Когда герцог де Жуайез увидел, что все пропало, он кинулся вместе со своим
братом, господином де Сен-Совером, в самую гущу схватки и погиб, как того
желал. Он был всего лишь фаворитом и начал свою карьеру не слишком достойно. Но
когда он столь возвеличился, гордость подсказала ему, что хоть умереть надо с
достоинством.
Не успел он вздохнуть в последний раз, как все его войско разбежалось.
Гугеноты преследовали врага еще на протяжении двух-трех миль: каждый гнался
за намеченным им прекрасным рыцарем, надеясь пообчистить ему карманы, захватить
его в плен и вернуть свободу только за хорошие денежки. На поле боя остались
две тысячи убитых, почти сплошь католики, а так оно было пусто. Убитые
валялись среди лошадей и оружия, все это было набросано грудами, но эти
холмики образовались сами собой, без человеческого умысла, как образуются
другие холмики, состоящие из песка и травы. Среди песка, травы и убитых бродит
какая-то одинокая согбенная фигура и вглядывается в лица; вот она нашла,
узнала, пошатнулась от боли и опять жадно вглядывается в густеющих сумерках,
под низкими тучами.
В Кутра, в верхней зале «Белого коня», победители обедали, а внизу на столе
лежали тела герцога Жуайеза и его брата. Король Наваррский вернулся, откуда —
неизвестно; в суете победы его еще никто не хватился. Его штаб-квартира
оказалась переполненной ранеными пленными, и он пошел в гостиницу; тут
некоторые заметили, что глаза у него красные. Сначала он преклонил колено перед
телами обоих побежденных; затем сделал над собой усилие, принял веселый вид и
поспешил наверх, чтобы отпраздновать вместе с теми, кто смеялся и пировал,
великую удачу. Никогда еще ревнители истинной веры не одерживали такой победы,
даже во времена господина адмирала, и его старые соратники были с этим
согласны. Когда вошел король Наваррский, все вскочили со скамей, что есть силы
затопали, а потом затаили дыхание, чтобы воцарилась полнейшая тишина.
Генрих, смеясь, подбежал к ним и воскликнул: — Пока это не вечная жизнь, ее
мы еще не завоевали, но завоевали земную! — Он схватил самую большую чашу и
перечокался со всеми другими чашами, которые ему протягивали его храбрые
командиры. Затем воины принялись уничтожать все, что было нагружено, навалено
на огромных блюдах, и Генрих не отставал от них. Громко рассказывали они о
своих славных делах в этом бою, а Генрих — о своих, голосом звонким, как труба.

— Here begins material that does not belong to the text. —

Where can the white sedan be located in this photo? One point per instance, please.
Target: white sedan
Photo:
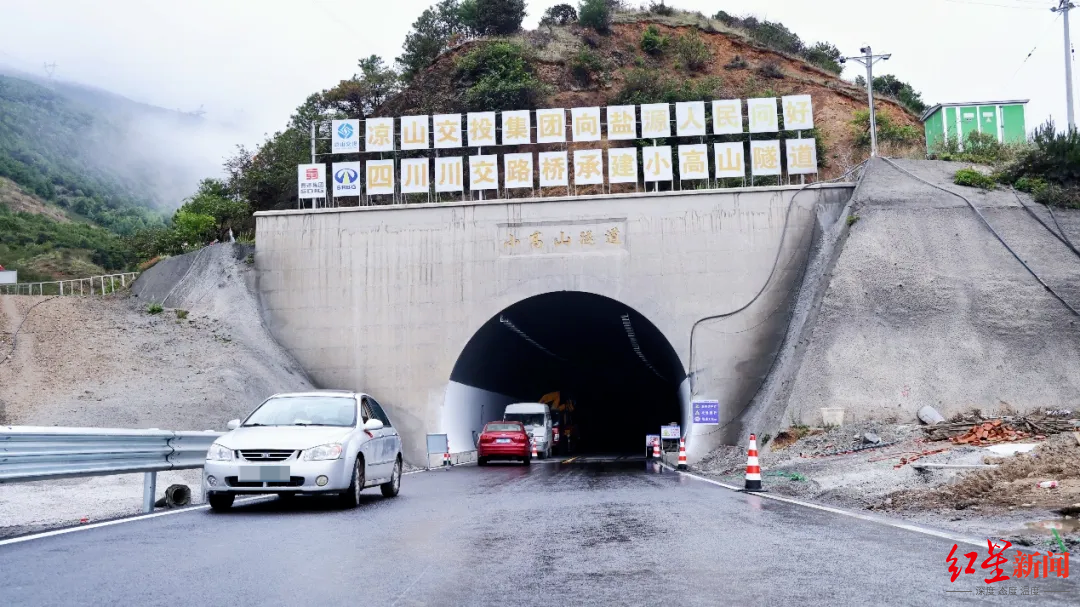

В длинной зале воздух был спертый от дыма факелов, чада плиты и горячего пота
солдат. Вся их кожаная одежда была покрыта темными пятнами — то ли их кровь, то
ли кровь убитых врагов? «Я вижу вас, — вы же не видите, что я плакал… Но
довольно уж грустить о моих единоплеменниках, которых мне самому пришлось
прикончить, а ведь они могли бы впоследствии преданно мне служить. Вон свисают
с потолка их знамена — все, что от них осталось. Это хорошо, но знамя короля
Франции я не возьму себе, и я не хочу, чтобы оно лежало внизу на столе, пока я
наверху пирую, Это — нет, клянусь», — говорил он себе, в то же время весело
рассказывая своим сотрапезникам о том, как он сражался.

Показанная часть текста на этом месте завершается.